Allen, a coach's son who got the call from Bengals head coach Zac Taylor about his interest just as his wife went into labor, is used to living the game. Pitcher says his threshold is high when it comes to brains and retaining what he puts into them.
Smart guy that he is, he knows he's not facing that Texans' next-to-last ranked defense he carved.
Here come the dastardly Ravens needing a win in the finale to make the playoffs. The Ravens who blitz 44 percent of the time for most in an NFL they are ranked ninth in defense. Only three teams hit the quarterback more. These Ravens who back in October hit Burrow 15 times and sacked him seven.
"They do a good job of disguising things and brining a lot of different pressures. So I need to know where my quick throws are," Allen says. "I need to know when I can get through the progression and when to get the ball out and be accurate with it because obviously they play a lot of tight coverage. Their talent on defense is everywhere, so accuracy is going to be at an all-time high this week and just getting the ball out and getting it to the guys so that they can go make plays."
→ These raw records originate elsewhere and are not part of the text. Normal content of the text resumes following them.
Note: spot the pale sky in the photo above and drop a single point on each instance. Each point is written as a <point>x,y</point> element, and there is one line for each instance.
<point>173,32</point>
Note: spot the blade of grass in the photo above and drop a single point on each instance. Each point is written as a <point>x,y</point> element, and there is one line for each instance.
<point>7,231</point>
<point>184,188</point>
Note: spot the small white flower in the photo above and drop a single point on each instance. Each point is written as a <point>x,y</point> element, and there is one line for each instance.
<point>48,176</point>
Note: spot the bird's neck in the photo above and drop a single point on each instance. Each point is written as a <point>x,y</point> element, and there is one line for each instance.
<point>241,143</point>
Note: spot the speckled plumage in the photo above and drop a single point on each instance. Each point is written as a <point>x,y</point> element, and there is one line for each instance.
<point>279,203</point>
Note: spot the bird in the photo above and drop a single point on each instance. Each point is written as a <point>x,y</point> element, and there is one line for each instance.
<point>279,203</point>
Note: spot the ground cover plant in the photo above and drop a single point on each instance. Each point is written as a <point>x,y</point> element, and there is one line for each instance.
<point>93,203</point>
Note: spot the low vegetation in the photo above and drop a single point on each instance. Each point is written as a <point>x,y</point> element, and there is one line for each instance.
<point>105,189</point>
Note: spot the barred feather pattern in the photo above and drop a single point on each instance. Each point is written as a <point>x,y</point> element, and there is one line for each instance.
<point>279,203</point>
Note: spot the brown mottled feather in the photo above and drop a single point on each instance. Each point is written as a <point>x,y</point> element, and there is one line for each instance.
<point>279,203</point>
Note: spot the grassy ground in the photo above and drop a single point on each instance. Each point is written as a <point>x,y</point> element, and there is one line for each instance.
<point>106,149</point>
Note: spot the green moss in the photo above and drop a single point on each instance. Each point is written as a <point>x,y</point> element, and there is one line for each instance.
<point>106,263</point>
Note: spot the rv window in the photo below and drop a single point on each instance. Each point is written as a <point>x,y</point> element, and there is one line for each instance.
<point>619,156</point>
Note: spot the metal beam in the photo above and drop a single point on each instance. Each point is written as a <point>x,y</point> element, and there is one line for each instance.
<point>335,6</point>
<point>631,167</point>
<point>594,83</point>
And quick accuracy is what Allen brings to the table. For a lot of reasons. The biggest reason is he's been in the same type of offense for the majority of his career despite being on his fourth team in five years. There have been tweaks to the playbook, Pitcher says, and maybe there was an occasional different thought process when some of the concepts were put together when he and Taylor were with the Rams. But, basically it's the same.
"He came in here with a high degree of comfort with the terminology," Pitcher says. "It's a big part of why, without virtually any real reps in the first half of the year and then all of a sudden he's playing in a real game, he's had some success."
Here's all you need to know about why the Bengals got hammered, 27-3, in Baltimore (three turnovers) and why they've won two straight (no turnovers in basically the last 11 quarters). It's the stat that has defined this rivalry. The Bengals are 2-19 in games they have a minus-differential against the Ravens. Always, it seems, because they do what rookie linebacker Patrick Queen did back in October and took a 53-yard fumble all the way.
"I'll just keep it simple, you have to protect the football. They've very aggressive with their mindset defensively," Taylor said. "They do a great job attacking the ball not only in the backfield, on the perimeter with the defensive backs. No. 44 (Humphrey) is as good as anyone in the league at punching the ball out. I think a lot of guys try to emulate his play style and they do a good job of it. You have to be physical not only in the box, but on the perimeter as well. That's up to the quarterback as well to protect the ball in the pocket."
Allen hopes to be accurate enough to keep it away from Humphrey, the NFL-leader with eight forced fumbles and a defense that has recovered the second most fumbles in the NFL with a dozen.
"I think a lot of throws we have in our offense are rhythm and timing. When you can play on time and obviously the offensive line has done a good job of keeping me clean in a lot of those situations. When we are clean in the pocket and we can get the ball out with rhythm and timing," Allen says. "They do a great job of punching at the ball and getting fumbles and turnovers and things like that, so we have to be great with our ball security from all aspects, from the run game to when we catch passes, tucking it away."
With accuracy the week's big watchword, Pitcher got right to the heart of the matter.
"(The Ravens) scheme week to week and they'll give you something you haven't seen," Pitcher says. "It's going to happen. And when it happens, it's going to be fast."